モテない幼馴染たちと二人と組んで、シェアハウスすることになった。
広い部屋で家賃が高くても、一人あたりにしてみれば少し安いくらいの家賃で収まるだろうと思ったのだ。
二人じゃなく三人だったのは、誰か一人欠けても多少余力があるくらいじゃないと東京でまともに暮らせないだろうと思ったから。
さらにモテない同士で組んだのは、彼女をつれこまれたりすると気まずいからだ。
幼馴染の二人に目をつけたのは、そんな打算。そして既に進路がはっきりしていたからだ。
そして俺たちは三人ともメガネ友達だ。三兄弟なんてバカにされたこともあるが、メガネのフレームがあると勉強に集中できるらしい。

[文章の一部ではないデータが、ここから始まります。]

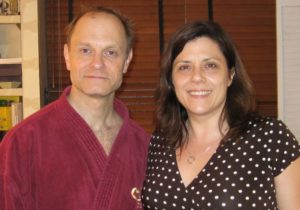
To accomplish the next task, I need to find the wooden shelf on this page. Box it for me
[0,58,22,64]
[0,88,23,96]
[0,15,21,23]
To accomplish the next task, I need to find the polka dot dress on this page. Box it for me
[142,118,300,210]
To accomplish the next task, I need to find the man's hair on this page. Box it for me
[66,7,134,53]
[155,21,256,147]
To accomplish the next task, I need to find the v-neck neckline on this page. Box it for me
[172,143,224,190]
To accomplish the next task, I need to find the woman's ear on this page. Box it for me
[228,67,235,87]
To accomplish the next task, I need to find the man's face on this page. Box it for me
[64,13,132,97]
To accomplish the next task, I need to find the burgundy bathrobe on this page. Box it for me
[0,88,149,210]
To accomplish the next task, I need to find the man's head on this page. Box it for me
[64,8,132,99]
[66,7,134,52]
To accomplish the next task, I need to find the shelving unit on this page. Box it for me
[0,0,41,131]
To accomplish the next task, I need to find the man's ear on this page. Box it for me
[123,49,133,74]
[64,44,71,71]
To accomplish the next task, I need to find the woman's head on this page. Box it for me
[156,21,255,145]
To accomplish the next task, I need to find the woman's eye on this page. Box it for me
[204,63,217,69]
[178,65,190,71]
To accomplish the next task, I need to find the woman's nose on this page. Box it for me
[192,66,205,82]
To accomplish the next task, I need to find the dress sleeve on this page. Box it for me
[266,119,300,177]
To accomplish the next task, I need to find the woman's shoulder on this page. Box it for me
[247,115,291,134]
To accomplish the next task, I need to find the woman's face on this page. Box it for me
[172,37,232,118]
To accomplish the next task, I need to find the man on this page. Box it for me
[0,8,149,210]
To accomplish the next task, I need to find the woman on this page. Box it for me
[142,22,300,210]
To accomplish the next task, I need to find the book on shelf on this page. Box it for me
[0,96,23,131]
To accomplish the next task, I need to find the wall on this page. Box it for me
[276,0,300,141]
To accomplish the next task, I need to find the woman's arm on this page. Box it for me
[275,157,300,210]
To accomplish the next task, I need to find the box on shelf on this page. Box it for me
[0,96,23,131]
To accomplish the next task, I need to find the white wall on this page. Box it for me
[276,0,300,141]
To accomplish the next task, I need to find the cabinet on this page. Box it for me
[0,0,41,130]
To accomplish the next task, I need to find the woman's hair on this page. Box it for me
[154,21,255,148]
[66,7,134,53]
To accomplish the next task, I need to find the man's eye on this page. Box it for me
[79,48,92,54]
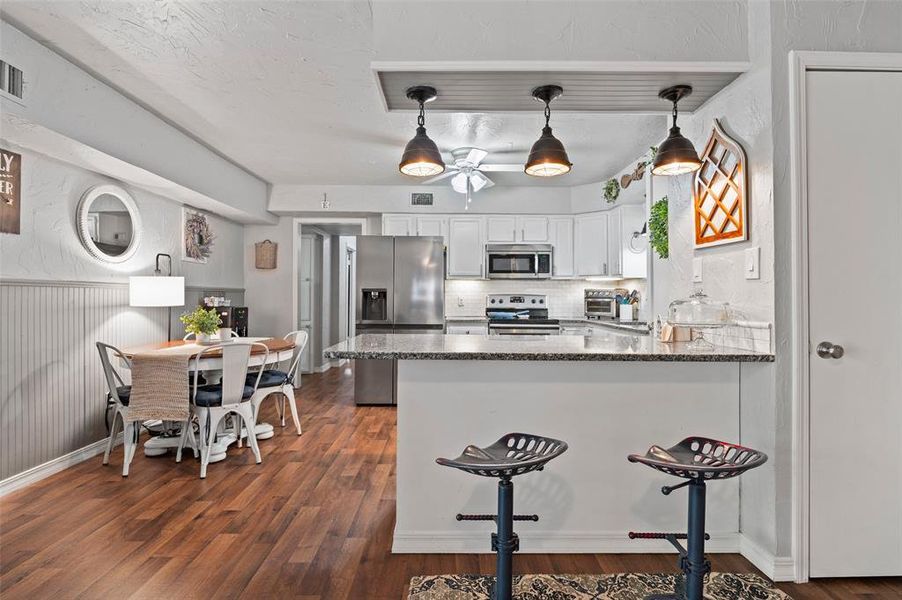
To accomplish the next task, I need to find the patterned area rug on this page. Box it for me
[408,573,791,600]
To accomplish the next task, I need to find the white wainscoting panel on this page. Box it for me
[0,280,243,480]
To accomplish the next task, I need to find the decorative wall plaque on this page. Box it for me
[693,119,749,248]
[0,148,22,234]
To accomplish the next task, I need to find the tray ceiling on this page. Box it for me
[373,62,747,114]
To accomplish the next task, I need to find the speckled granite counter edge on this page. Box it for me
[323,350,774,362]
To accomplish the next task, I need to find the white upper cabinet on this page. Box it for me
[485,215,517,244]
[574,213,609,277]
[517,217,550,244]
[416,216,448,238]
[448,217,485,277]
[605,209,623,275]
[382,215,416,235]
[548,217,575,277]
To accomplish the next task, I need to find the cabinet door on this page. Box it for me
[448,217,485,277]
[517,217,549,244]
[574,214,608,276]
[549,217,574,277]
[382,215,415,235]
[605,208,623,275]
[485,216,517,244]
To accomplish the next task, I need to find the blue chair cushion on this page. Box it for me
[194,385,254,406]
[244,369,288,388]
[116,385,132,406]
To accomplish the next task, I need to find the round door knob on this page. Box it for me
[815,342,846,358]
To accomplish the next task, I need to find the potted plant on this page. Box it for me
[179,306,222,344]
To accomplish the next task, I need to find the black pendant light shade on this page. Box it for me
[398,86,445,177]
[523,85,573,177]
[651,85,702,175]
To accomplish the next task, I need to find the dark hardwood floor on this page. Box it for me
[0,369,902,600]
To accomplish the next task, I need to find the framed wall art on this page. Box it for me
[693,119,749,248]
[182,206,216,263]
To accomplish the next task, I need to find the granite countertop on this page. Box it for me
[323,331,774,362]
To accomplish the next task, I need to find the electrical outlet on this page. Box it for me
[745,246,761,279]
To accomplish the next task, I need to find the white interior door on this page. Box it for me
[806,71,902,577]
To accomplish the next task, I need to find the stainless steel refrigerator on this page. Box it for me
[354,235,445,404]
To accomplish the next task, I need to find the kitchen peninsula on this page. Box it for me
[325,332,774,553]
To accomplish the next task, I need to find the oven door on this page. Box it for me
[586,298,617,317]
[486,252,538,279]
[489,323,561,335]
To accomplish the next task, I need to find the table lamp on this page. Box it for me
[128,253,185,340]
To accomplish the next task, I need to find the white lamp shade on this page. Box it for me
[128,275,185,306]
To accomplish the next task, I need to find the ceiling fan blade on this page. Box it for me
[423,165,457,185]
[479,165,523,173]
[451,173,469,194]
[464,148,489,167]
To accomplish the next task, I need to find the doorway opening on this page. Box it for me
[295,218,366,373]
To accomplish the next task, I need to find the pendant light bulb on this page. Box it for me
[651,85,702,176]
[398,86,445,177]
[523,85,573,177]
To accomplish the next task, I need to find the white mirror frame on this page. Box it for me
[75,185,142,263]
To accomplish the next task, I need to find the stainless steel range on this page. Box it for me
[485,294,561,335]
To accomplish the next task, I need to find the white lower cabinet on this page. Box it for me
[574,213,610,277]
[548,217,575,277]
[448,217,485,278]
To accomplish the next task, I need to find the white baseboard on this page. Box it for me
[739,533,795,581]
[392,523,739,554]
[0,433,122,496]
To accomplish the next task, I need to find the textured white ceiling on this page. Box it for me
[2,0,745,185]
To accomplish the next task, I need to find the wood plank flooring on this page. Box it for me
[0,368,902,600]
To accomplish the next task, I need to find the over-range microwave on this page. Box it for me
[485,244,553,279]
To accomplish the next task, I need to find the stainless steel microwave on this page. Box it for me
[485,244,553,279]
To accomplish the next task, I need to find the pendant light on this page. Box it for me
[651,85,702,175]
[523,85,573,177]
[398,85,445,177]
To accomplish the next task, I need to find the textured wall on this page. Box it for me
[0,142,244,288]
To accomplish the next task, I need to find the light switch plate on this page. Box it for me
[745,246,761,279]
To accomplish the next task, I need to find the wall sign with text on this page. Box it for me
[0,148,22,233]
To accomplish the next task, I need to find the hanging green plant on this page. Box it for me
[648,196,670,258]
[604,178,620,204]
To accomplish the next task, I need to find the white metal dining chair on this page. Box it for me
[246,331,308,435]
[96,342,141,477]
[175,342,269,479]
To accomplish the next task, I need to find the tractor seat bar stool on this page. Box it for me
[627,436,767,600]
[435,433,567,600]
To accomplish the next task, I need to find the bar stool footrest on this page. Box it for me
[492,533,520,552]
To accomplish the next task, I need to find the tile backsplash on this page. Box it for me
[445,279,646,320]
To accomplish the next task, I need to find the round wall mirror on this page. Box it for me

進路が決まってから俺以外の二人はメガネを卒業してしまった。
連休で三人そろって東京まで向かい、いくつもの不動産屋のドアをくぐるもなかなか物件が見つからない。
「このマンションめっちゃ安くね?」
みんなで不動産を巡って、ついに安くて広くて設備も綺麗なマンションを見つけた。シェアハウス自体があまり良い顔をされないのだが、すぐに不動産屋の担当が連絡をとってくれた大家さんはむしろ嬉しいと言ってくれたらしい。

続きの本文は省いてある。